February 19th, 2009

Happy to be Heading Out


I’m back on the road this week and happy to be heading out. I’ve been home for the past three months and am ready to be back working with faculty. I often describe them as the students we all love to teach—bright, curious, intrinsically motivated, and always willing to participate.

I especially appreciate the spirit of sharing almost always a part of sessions on teaching and learning. Most attend these kinds of sessions because they are interested in learning something new. But most are also willing to share what they have learned. Say the problem is getting students to hand papers in on time, or take a group work activity seriously, or listen to what classmates say when they participate, faculty will talk about how they’ve tackled the problem. And if you want to do what somebody else suggests, you don’t have to ask permission. Good pedagogical ideas come without intellectual property issues.

And the sharing goes beyond telling.
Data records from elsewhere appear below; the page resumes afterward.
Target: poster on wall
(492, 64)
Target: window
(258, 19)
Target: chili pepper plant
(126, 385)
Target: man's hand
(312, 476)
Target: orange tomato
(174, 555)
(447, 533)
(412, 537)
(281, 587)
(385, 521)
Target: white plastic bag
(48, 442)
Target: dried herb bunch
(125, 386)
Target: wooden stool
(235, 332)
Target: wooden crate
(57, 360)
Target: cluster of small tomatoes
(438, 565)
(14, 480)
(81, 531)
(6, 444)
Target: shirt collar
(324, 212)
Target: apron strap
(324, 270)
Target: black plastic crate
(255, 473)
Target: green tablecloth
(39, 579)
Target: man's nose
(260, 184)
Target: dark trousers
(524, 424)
If someone has developed a resource, say a rubric for grading in class presentations or a handout on primary sources or a set of questions students can ask when they’re stuck on a problem, most are happy to share the material with others.

During a good interactive session where faculty are delving into pedagogical issues, you often see all that collegiality can be. Faculty listen to each other, they build on the comments of others, they raise follow-up questions, and even offer each other positive feedback. The petty political bickering too often characteristic of department meetings, faculty committees, or faculty senate deliberations, I don’t hear any of that very often.

I don’t have my head in the clouds. I’ve been at and have even conducted some pretty awful sessions on teaching and learning. They aren’t always spectacular. Still, they are one of the few occasions where faculty have the chance to learn from and with each other. And faculty don’t just learn about new approaches, techniques and resources, they discover that those pedagogical issues and problems they experience and pretty much shared by all who teach. Some days that alone is worth the price of admission.

Yup, I’m happy to be heading out, even for a South Dakota destination.